Merren blinked. A gift? Didn’t she know this was the best gift she could have given Merren already? The email, the way she tucked herself comfortably against Merren. It was all plenty.
‘You did?’ she asked.
Bianca was nodding. ‘Although I’m afraid everyone else has already seen it.’
Merren looked around the group, all of whom were nodding and smiling at her.
‘Go and have a look at it, Merren,’ her mother said.
‘It’s amazing,’ Rita breathed from the seat beside her.
Merren looked at Bianca. ‘Okay,’ she said. ‘Do you want to show me where it is?’
A slow, sweet smile bloomed on Bianca’s face, and she nodded. ‘Come with me,’ she said.
Merren didn’t have a problem with that.
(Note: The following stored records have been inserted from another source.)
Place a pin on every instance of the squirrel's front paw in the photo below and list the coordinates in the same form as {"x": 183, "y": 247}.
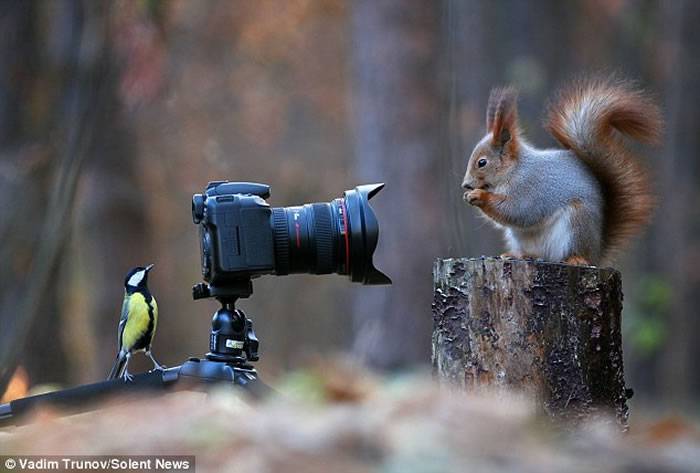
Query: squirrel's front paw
{"x": 476, "y": 197}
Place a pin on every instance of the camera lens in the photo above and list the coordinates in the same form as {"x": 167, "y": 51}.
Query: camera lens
{"x": 335, "y": 237}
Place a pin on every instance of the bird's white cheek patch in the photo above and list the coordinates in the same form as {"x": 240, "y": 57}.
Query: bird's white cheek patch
{"x": 136, "y": 278}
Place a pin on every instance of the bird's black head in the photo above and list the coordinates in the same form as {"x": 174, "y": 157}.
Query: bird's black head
{"x": 137, "y": 278}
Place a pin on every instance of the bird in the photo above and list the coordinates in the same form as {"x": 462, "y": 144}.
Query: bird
{"x": 137, "y": 324}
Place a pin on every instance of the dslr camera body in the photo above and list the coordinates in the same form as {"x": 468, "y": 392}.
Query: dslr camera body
{"x": 242, "y": 237}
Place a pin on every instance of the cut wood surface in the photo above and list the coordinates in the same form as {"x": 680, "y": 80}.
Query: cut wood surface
{"x": 551, "y": 331}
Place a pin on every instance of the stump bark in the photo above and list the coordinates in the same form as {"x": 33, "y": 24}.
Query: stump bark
{"x": 549, "y": 330}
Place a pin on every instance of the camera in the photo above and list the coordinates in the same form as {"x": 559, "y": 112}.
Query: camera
{"x": 242, "y": 237}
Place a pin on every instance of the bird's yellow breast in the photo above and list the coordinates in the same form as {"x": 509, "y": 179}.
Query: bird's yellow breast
{"x": 139, "y": 320}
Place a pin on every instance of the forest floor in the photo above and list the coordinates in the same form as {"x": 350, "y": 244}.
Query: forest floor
{"x": 337, "y": 419}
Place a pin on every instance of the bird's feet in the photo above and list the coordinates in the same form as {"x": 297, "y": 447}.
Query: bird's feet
{"x": 156, "y": 365}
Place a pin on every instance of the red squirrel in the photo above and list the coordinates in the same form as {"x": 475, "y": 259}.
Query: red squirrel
{"x": 579, "y": 204}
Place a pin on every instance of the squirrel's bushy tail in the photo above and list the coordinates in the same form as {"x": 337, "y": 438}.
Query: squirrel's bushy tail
{"x": 589, "y": 118}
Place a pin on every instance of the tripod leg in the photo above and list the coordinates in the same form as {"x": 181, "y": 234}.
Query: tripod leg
{"x": 156, "y": 365}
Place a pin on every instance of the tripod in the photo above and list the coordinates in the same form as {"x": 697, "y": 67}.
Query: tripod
{"x": 232, "y": 346}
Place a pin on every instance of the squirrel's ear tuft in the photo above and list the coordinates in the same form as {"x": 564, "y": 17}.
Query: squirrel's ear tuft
{"x": 502, "y": 115}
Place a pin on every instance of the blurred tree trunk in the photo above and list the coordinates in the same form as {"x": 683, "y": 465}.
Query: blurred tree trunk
{"x": 45, "y": 181}
{"x": 676, "y": 214}
{"x": 397, "y": 117}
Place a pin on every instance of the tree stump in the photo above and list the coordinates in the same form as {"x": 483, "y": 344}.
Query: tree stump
{"x": 551, "y": 331}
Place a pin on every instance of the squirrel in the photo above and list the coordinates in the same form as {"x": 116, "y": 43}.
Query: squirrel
{"x": 577, "y": 205}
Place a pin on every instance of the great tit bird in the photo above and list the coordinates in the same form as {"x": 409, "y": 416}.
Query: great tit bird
{"x": 137, "y": 324}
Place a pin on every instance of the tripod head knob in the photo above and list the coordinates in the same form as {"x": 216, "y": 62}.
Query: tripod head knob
{"x": 232, "y": 338}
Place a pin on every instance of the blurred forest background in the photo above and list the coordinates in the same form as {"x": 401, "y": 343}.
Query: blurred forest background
{"x": 112, "y": 114}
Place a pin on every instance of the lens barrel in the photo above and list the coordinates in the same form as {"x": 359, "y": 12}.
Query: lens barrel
{"x": 335, "y": 237}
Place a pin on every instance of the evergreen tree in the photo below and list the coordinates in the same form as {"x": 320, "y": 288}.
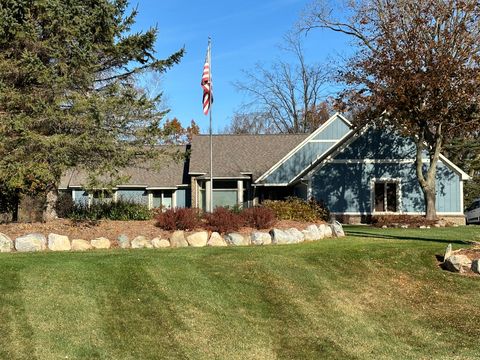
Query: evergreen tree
{"x": 68, "y": 93}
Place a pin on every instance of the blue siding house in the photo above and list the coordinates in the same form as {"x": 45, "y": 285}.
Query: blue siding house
{"x": 355, "y": 173}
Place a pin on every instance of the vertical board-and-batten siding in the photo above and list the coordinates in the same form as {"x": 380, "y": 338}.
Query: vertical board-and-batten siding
{"x": 138, "y": 196}
{"x": 312, "y": 150}
{"x": 345, "y": 183}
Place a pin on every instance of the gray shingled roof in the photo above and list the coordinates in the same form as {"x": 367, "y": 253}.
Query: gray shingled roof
{"x": 234, "y": 154}
{"x": 171, "y": 173}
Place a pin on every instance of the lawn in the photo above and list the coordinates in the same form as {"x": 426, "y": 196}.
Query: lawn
{"x": 377, "y": 294}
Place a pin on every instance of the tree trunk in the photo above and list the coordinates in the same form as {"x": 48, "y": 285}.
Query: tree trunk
{"x": 427, "y": 179}
{"x": 49, "y": 212}
{"x": 429, "y": 194}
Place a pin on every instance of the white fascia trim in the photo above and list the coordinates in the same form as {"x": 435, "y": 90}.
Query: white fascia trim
{"x": 225, "y": 178}
{"x": 455, "y": 168}
{"x": 285, "y": 184}
{"x": 319, "y": 158}
{"x": 302, "y": 144}
{"x": 325, "y": 141}
{"x": 161, "y": 188}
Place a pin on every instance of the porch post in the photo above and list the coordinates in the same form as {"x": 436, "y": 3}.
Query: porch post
{"x": 240, "y": 193}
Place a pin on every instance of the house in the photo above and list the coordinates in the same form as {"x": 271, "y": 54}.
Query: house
{"x": 356, "y": 174}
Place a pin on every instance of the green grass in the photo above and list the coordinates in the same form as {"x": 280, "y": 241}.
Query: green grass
{"x": 377, "y": 294}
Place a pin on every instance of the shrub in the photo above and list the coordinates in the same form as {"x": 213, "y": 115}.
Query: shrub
{"x": 120, "y": 210}
{"x": 397, "y": 220}
{"x": 258, "y": 217}
{"x": 297, "y": 209}
{"x": 223, "y": 220}
{"x": 179, "y": 219}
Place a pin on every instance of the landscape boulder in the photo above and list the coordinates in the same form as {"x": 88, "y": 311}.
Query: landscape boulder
{"x": 457, "y": 263}
{"x": 321, "y": 230}
{"x": 140, "y": 242}
{"x": 328, "y": 231}
{"x": 311, "y": 233}
{"x": 80, "y": 245}
{"x": 198, "y": 239}
{"x": 448, "y": 252}
{"x": 100, "y": 243}
{"x": 58, "y": 242}
{"x": 236, "y": 239}
{"x": 282, "y": 237}
{"x": 123, "y": 241}
{"x": 260, "y": 238}
{"x": 159, "y": 243}
{"x": 297, "y": 234}
{"x": 31, "y": 242}
{"x": 6, "y": 244}
{"x": 216, "y": 240}
{"x": 178, "y": 239}
{"x": 476, "y": 266}
{"x": 337, "y": 229}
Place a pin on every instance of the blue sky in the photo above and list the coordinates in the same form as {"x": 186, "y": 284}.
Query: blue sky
{"x": 243, "y": 33}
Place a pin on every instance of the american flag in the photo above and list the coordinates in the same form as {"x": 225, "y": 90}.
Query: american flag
{"x": 207, "y": 83}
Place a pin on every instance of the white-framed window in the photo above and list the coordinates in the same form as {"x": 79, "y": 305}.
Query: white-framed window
{"x": 386, "y": 195}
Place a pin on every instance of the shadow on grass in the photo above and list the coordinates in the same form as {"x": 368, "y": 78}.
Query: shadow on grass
{"x": 368, "y": 234}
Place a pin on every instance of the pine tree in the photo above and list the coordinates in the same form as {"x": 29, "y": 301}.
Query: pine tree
{"x": 68, "y": 92}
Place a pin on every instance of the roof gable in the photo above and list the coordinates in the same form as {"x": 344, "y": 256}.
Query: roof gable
{"x": 238, "y": 155}
{"x": 308, "y": 152}
{"x": 372, "y": 145}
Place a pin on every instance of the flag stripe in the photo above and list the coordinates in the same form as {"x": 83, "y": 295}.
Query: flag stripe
{"x": 207, "y": 84}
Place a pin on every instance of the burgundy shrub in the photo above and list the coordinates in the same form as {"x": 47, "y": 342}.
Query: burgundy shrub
{"x": 223, "y": 220}
{"x": 258, "y": 217}
{"x": 179, "y": 219}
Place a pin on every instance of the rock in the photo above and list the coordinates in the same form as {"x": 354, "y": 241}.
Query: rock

She suspected she’d go anywhere Bianca asked her to.
Anywhere at all.
They excused themselves from the table, and Bianca led the way inside the house.
‘You’re getting around really well here,’ Merren said in surprise, and Bianca threw a smile back at her, although it was a little tentative.
‘I’ve come here a couple times since you’ve been away,’ she said.
It was Merren’s turn to be surprised. ‘You have?’
A nod. ‘There’s something about your family, Merren. Once they saw the newspaper article about us, your mother and grandmother came straight round and we had quite the chat.’
Merren wasn’t sure how to take that. ‘It wasn’t bad, was it?’
But Bianca was shaking her head. ‘No. It helped. They talked a lot about you, about who you are, the things you’ve been doing.’ She turned around and groped for Merren’s hand. Merren gave it to her.